Ein Quäntchen Zufriedenheit
- Selina
- 20. Apr. 2020
- 3 Min. Lesezeit
Aktualisiert: 25. Apr. 2020
Die letzten Tage waren für mich eine reine Berg- und Talfahrt. Ein Mix von Ausgeglichenheit, ein Quäntchen an Normalität, starke Sehnsucht nach Familie und Freunden, Angst, aber auch Zuversicht...

Das sonnige Wetter ist mehr als Balsam für die Seele. Wir sitzen gemeinsam in unserem Gärtchen. Wir spielen mit unserer Tochter und sehen ihr dabei zu, wie sie Grashalm für Grashalm entdeckt, sie den Ameisen ohne Ekel hinterherjagt und die Welt mit ihren neugierigen Augen entdeckt. Vom ungewissen Covid19 ist in ihren großen blauen Augen nichts zu erkennen.

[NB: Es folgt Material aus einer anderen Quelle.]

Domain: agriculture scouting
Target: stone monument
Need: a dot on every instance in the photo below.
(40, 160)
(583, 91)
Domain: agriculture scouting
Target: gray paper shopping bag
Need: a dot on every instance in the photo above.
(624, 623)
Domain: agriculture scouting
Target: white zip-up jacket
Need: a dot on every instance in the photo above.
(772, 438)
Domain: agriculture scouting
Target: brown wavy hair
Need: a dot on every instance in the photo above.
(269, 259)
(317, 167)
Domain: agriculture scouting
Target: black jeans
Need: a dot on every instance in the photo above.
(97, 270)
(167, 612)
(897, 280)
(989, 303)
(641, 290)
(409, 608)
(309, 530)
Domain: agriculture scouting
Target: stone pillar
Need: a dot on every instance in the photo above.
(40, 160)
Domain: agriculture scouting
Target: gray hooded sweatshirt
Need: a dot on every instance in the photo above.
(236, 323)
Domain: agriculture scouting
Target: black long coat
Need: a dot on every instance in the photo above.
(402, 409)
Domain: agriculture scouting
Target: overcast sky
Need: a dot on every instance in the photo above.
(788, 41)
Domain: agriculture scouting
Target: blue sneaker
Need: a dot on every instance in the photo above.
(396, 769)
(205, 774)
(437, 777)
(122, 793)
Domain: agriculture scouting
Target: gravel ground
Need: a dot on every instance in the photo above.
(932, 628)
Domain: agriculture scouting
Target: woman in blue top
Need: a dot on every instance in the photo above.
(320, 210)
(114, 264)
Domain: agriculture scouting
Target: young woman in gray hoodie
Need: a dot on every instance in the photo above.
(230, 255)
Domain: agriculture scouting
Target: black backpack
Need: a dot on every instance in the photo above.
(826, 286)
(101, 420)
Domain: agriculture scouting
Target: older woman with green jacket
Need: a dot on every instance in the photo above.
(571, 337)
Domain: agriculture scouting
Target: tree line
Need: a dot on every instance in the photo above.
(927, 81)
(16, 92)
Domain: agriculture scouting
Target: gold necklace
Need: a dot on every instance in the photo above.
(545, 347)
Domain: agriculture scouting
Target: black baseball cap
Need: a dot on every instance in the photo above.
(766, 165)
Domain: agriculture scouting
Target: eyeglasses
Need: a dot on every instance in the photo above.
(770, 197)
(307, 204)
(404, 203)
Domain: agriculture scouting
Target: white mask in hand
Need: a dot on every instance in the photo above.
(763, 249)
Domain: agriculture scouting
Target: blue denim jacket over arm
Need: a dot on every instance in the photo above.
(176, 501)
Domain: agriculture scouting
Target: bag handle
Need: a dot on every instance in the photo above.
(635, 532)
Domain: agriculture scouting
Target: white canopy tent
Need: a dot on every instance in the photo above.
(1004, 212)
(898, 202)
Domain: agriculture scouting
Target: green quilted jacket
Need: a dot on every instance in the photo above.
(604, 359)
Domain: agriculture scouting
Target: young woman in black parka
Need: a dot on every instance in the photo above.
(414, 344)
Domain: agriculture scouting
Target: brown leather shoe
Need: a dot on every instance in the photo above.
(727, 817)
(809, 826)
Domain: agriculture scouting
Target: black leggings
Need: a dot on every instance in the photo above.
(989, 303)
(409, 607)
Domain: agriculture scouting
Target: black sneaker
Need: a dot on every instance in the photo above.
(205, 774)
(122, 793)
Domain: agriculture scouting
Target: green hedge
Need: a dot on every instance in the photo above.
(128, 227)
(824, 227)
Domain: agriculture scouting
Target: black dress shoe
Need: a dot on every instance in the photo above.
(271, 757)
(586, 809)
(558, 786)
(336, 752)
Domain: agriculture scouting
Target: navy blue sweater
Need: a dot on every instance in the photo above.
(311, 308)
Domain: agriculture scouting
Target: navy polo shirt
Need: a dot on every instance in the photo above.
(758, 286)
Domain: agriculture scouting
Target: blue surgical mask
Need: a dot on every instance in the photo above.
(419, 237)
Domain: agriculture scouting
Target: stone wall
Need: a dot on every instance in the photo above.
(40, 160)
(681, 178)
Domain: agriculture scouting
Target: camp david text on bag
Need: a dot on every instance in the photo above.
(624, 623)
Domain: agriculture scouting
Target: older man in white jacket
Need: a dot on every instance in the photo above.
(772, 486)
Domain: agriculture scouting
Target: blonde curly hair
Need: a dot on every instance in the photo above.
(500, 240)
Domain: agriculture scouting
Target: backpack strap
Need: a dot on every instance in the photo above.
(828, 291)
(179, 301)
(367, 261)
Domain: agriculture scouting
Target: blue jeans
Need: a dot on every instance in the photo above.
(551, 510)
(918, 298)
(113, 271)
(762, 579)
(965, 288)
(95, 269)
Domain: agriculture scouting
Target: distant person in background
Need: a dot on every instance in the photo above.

Wir gehen täglich spazieren. Abseits von allen und allem, damit wir uns weder über das unachtsame Verhalten anderer ärgern müssen, noch selbst in beklemmende Situationen kommen.
Auch die, im Zweitagesrhythmus wechselnden Joggingrunden sind zu einem festen Bestandteil geworden.

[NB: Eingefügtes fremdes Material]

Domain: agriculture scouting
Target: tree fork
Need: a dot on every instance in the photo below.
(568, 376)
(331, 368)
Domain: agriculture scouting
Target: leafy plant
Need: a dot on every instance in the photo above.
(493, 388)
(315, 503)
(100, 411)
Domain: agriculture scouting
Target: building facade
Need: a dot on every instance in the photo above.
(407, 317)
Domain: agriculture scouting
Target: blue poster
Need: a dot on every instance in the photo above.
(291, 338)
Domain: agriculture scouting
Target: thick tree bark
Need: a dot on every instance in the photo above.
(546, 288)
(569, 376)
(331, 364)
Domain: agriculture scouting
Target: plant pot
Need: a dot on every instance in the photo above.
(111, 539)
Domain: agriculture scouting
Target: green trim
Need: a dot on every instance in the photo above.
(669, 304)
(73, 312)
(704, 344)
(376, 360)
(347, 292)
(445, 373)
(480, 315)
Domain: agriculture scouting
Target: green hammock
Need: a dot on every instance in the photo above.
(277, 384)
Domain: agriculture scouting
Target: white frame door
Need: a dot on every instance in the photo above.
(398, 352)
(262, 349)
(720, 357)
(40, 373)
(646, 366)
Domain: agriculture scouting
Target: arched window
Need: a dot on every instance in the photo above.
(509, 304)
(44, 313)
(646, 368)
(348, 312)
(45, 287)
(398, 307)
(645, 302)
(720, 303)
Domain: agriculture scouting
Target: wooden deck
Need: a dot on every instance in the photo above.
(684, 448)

Wir haben Routinen geschaffen, die uns beschäftigen und uns ausgleichen
Doch trotzdem gibt es Momente, in denen mir flau wird. Ich werde ruhig und merke, wie mir meine Gedanken abhauen. Ich verliere mich in einer Vermissungs-Attacke. Denke verstärkt an meine Eltern und frage mich, wann ich sie das letzte Mal so richtig gedrückt habe und wann ich sie wohl endlich wieder in den Arm nehmen kann. Ohne jegliche Art von Gewissensbissen.
Wann werde ich endlich den heranwachsenden Babybauch meiner Freundin betrachten können und mit meiner Hand die süßen kleinen Bewegungen ertasten dürfen? Wie groß werden die Spielgefährten unserer Tochter bei dem nächsten Treffen sein? Werden sie sich nach dieser Zeit wiedererkennen?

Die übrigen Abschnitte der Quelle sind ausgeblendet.